Question about Gumbel-softmax in GDAS

xingyueye commented 4 years ago

@D-X-Y Hi, I noticed the implementation of Gumbel-softmax in GDAS: gumbels = -torch.emptylike(xins).exponential().log() logits = (xins.log_softmax(dim=1) + gumbels) / self.tau It seems to be different from the original definition of Gumbel， like that: x_out = argmax(log(x_in) + G) G = -log(-log(U)), U ~U(0, 1) Can you tell me what is the special purpose of your changes, THANKS a lot

D-X-Y commented 4 years ago

I think they are the same but with different notations?

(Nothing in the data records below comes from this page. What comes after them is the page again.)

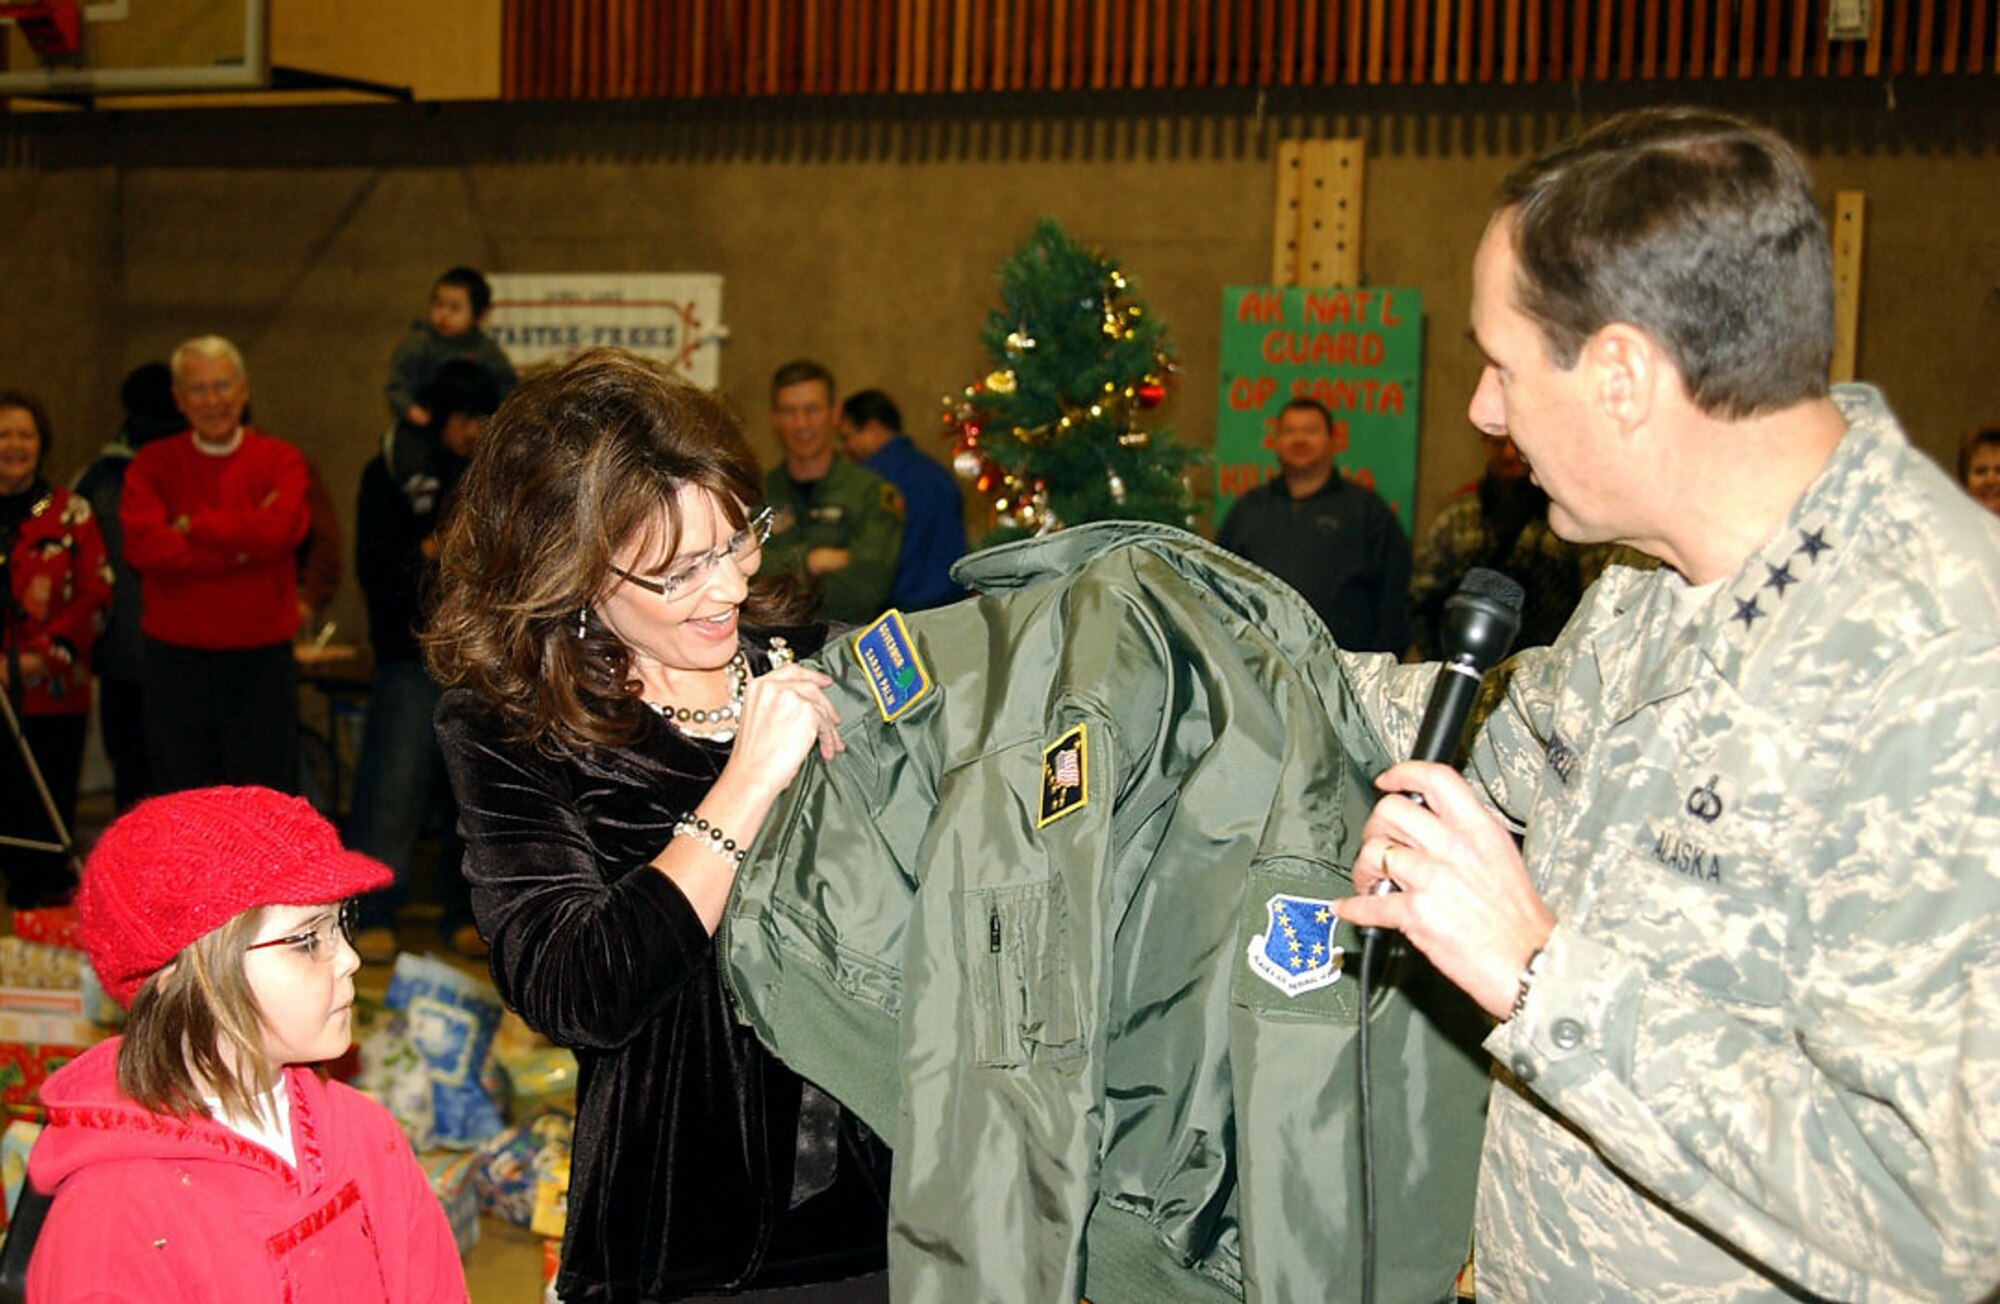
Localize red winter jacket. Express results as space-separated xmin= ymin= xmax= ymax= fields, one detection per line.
xmin=26 ymin=1038 xmax=467 ymax=1303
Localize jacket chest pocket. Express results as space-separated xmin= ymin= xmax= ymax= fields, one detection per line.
xmin=268 ymin=1180 xmax=391 ymax=1304
xmin=1552 ymin=695 xmax=1799 ymax=1011
xmin=957 ymin=880 xmax=1084 ymax=1068
xmin=1595 ymin=835 xmax=1791 ymax=1009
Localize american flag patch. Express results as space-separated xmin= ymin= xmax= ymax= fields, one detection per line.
xmin=1038 ymin=724 xmax=1089 ymax=828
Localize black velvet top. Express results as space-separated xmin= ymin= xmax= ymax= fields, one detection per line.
xmin=435 ymin=630 xmax=890 ymax=1303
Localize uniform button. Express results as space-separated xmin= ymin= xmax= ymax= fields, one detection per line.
xmin=1511 ymin=1056 xmax=1537 ymax=1084
xmin=1551 ymin=1017 xmax=1585 ymax=1050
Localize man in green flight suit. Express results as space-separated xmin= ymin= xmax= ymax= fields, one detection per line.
xmin=762 ymin=359 xmax=902 ymax=624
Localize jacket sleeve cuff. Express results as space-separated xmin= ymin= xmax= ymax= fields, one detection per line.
xmin=1483 ymin=922 xmax=1643 ymax=1098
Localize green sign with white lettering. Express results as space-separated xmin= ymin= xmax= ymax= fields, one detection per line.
xmin=1213 ymin=286 xmax=1422 ymax=529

"log(x_in)" = "xins.log_softmax(dim=1)"
self.tau is temperature

xingyueye commented 4 years ago

@D-X-Y Thanks for your reply. I have done some experiments, both methods can get ideal sample sequence. By the way, a fixed setting of Reduction_cell is mentioned in the GDAS paper, but I did not find it in this project. What is the reason for this, is the effect poor after using a fixed Reduction_cell? My own implementation results show that the network performance is lower than the original darts

D-X-Y commented 4 years ago

Thanks for your question. I just uploaded the implementation of reduction_cell at here: https://github.com/D-X-Y/AutoDL-Projects/blob/master/lib/models/cell_operations.py#L240 I did not include it in the experiments of this repo, because to purely compare the searching algorithm we need to fix all aspects except for the searching algorithm itself. and I hope to make an apple-to-apple comparison in this repo.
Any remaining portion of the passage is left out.